La tecnica è stata utilizzata nei recenti attacchi ransomware sui social

 

MILANO 24 novembre 2016– Check Point® Software Technologies Ltd. (NASDAQ: CHKP) annuncia una nuova scoperta realizzata dal proprio team di ricerca. L’azienda ha individuato, infatti, un nuovo vettore d’attacco, chiamato ImageGate, che inserisce malware in immagini e file grafici. Inoltre, i ricercatori di Check Point sono riusciti a scoprire la tecnica con cui gli hacker eseguono il codice malevolo all’interno di queste immagini attraverso i canali social media, come Facebook e LinkedIn.

 

Secondo i ricercatori, gli hacker hanno sviluppato l’abilità di inserire un codice malevolo in un’immagine, e, in un secondo momento, di caricarlo su un social network. Gli hacker sfruttano una falla nella configurazione dell’infrastruttura dei social network per indurre deliberatamente le loro vittime a scaricare l’immagine. Il risultato è l’infezione del dispositivo dell’utente, non appena questo clicca sul file scaricato.

 

Da tre giorni, tutto il settore sicurezza sta seguendo con molta attenzione la diffusione di massa del ransomware Locky attraverso i social media, soprattutto la campagna di attacco su Facebook. I ricercatori di Check Point sono certi che la nuova tecnica ImageGate sia la chiave per capire come questa campagna sia stata possibile, un interrogativo rimasto finora senza una risposta.

 

I ricercatori di Check Point sono riusciti a scoprire il vettore d’attacco che coinvolge i principali siti web e social network del mondo, inclusi Facebook e LinkedIn. Check Point ha avvertito Facebook e LinkedIn di questo vettore d’attacco all’inizio di settembre.

 

Disponibile al seguente link un video sul funzionamento di ImageGate:  https://youtu.be/sGlrLFo43pY

Nel caso del ransomware Locky, una volta che l’utente scarica e apre il file malevolo che ha ricevuto, tutti i file del dispositivo vengono automaticamente crittografati, e l’accesso viene ripristinato soltanto dopo il pagamento del riscatto. Gli esperti del settore ritengono che la campagna d’attacco sia ancora molto attiva e che mieta nuove vittime ogni giorno.

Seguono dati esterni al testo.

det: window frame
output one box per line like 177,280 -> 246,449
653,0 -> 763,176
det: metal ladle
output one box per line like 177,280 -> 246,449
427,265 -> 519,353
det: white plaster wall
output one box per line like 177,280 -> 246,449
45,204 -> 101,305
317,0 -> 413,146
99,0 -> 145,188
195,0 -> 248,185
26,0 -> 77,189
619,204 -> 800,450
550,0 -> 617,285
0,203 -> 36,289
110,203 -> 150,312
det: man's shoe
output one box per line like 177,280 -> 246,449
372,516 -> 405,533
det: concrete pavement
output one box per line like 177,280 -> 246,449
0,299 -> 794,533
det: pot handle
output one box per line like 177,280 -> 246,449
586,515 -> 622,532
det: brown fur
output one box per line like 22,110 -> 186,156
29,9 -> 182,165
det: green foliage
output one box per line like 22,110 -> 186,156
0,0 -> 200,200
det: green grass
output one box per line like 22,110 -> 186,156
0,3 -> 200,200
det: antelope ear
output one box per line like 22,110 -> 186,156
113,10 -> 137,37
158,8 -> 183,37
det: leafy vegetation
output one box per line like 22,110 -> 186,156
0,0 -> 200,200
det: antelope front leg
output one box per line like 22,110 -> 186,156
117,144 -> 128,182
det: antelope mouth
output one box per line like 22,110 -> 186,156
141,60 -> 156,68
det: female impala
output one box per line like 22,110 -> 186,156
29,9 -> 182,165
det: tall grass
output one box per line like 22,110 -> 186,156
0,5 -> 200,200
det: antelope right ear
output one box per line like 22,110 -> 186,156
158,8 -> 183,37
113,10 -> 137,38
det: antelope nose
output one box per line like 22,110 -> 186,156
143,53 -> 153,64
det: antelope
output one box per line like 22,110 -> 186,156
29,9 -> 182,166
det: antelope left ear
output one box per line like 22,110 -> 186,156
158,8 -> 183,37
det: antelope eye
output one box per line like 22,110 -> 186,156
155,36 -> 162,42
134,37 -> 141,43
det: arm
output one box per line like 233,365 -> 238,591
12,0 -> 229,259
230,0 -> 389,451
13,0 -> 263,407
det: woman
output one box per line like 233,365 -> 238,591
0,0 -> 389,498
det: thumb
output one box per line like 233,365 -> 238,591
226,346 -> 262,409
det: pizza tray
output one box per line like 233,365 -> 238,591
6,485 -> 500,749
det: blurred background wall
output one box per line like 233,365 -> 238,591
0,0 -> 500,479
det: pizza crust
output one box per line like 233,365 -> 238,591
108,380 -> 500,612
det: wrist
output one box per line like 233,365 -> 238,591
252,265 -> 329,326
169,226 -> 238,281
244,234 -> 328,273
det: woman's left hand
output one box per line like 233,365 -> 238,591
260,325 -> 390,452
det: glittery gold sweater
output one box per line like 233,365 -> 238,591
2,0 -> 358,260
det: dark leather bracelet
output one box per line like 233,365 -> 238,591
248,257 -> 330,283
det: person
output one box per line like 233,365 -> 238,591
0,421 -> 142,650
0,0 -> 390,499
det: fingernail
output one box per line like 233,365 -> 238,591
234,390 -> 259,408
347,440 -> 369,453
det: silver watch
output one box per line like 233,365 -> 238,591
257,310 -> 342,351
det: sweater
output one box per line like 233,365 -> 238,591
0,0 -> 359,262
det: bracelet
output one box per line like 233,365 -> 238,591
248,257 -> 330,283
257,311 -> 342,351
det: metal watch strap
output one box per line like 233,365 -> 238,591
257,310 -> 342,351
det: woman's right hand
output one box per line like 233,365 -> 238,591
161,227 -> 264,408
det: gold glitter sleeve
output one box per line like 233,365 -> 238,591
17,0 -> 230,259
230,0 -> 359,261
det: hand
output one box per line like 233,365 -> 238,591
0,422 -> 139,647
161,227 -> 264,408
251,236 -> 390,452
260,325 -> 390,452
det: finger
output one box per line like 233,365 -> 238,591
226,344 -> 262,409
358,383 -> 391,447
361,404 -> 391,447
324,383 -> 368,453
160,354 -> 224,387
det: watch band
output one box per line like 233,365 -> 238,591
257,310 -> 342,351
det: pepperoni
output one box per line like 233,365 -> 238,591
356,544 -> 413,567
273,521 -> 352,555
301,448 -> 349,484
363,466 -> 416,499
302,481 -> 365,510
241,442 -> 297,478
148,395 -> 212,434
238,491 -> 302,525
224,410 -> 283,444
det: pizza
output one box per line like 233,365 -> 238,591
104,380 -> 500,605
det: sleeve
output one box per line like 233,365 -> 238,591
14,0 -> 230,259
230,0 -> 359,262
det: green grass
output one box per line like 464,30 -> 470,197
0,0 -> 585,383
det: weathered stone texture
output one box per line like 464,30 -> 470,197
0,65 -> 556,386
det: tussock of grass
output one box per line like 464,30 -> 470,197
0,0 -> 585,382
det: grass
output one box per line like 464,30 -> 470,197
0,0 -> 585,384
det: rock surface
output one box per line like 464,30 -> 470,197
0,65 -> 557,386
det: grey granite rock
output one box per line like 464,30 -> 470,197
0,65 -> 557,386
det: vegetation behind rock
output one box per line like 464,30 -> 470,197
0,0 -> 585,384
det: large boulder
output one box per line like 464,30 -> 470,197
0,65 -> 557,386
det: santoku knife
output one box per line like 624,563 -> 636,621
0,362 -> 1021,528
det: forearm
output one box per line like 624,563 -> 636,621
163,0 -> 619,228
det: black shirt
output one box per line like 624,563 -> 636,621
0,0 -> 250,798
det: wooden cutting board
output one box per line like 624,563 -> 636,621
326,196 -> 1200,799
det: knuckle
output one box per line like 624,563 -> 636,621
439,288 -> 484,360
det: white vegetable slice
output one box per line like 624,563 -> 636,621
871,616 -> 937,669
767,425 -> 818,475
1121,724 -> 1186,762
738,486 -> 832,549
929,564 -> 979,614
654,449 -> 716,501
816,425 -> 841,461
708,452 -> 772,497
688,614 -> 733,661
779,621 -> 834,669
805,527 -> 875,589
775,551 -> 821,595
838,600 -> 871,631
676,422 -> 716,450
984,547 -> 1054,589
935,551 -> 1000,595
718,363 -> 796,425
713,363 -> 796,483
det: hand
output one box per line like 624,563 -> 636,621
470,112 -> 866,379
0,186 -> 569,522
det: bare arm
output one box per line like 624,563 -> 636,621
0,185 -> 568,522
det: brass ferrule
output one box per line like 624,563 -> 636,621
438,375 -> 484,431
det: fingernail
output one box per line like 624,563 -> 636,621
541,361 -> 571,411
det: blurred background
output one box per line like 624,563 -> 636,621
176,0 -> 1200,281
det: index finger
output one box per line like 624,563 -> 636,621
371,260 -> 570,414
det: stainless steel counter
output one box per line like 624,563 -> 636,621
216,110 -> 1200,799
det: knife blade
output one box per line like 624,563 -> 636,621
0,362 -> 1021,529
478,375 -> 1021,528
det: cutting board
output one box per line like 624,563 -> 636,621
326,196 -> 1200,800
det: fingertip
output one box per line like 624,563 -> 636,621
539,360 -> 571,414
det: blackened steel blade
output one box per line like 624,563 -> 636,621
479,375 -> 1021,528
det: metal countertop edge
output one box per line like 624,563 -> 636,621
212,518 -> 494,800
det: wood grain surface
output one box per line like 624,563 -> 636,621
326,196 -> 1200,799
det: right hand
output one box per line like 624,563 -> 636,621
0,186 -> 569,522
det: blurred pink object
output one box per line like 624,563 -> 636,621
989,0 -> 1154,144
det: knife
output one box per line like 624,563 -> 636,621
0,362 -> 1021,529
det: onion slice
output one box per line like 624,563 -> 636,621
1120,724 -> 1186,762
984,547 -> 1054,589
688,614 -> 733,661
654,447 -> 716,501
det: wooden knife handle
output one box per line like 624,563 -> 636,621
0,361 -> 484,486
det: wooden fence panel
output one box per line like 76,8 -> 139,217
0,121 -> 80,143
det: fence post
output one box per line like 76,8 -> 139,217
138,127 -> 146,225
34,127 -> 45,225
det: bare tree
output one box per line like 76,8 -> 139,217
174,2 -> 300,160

“Dato che sono sempre di più le persone che passano il proprio tempo sui social network, gli hacker hanno iniziato a concentrarsi su come riuscire a insidiarsi in queste piattaforme”, ha dichiarato Oded Vanunu, Head of Products Vulnerability Research di Check Point. “Gli hacker sanno benissimo che in genere questi siti sono “white listed”, e per questo cercano sempre nuove tecniche per servirsi dei social media come host per le  proprie attività malevole. Per difendere gli utenti contro le minacce più avanzate, i ricercatori di Check Point fanno di tutto per capire dove questi criminali colpiranno la prossima volta”.

Come difendersi

Check Point consiglia di seguire queste misure preventive:

  1. Se avete cliccato su un’immagine e il vostro browser ha iniziato a scaricare un file, non apritelo. Qualsiasi social network dovrebbe permettervi di visualizzare l’immagine senza scaricare alcun file.
  2. Non aprite immagini con un’estensione strana (come ad esempio SVG, JS or HTA).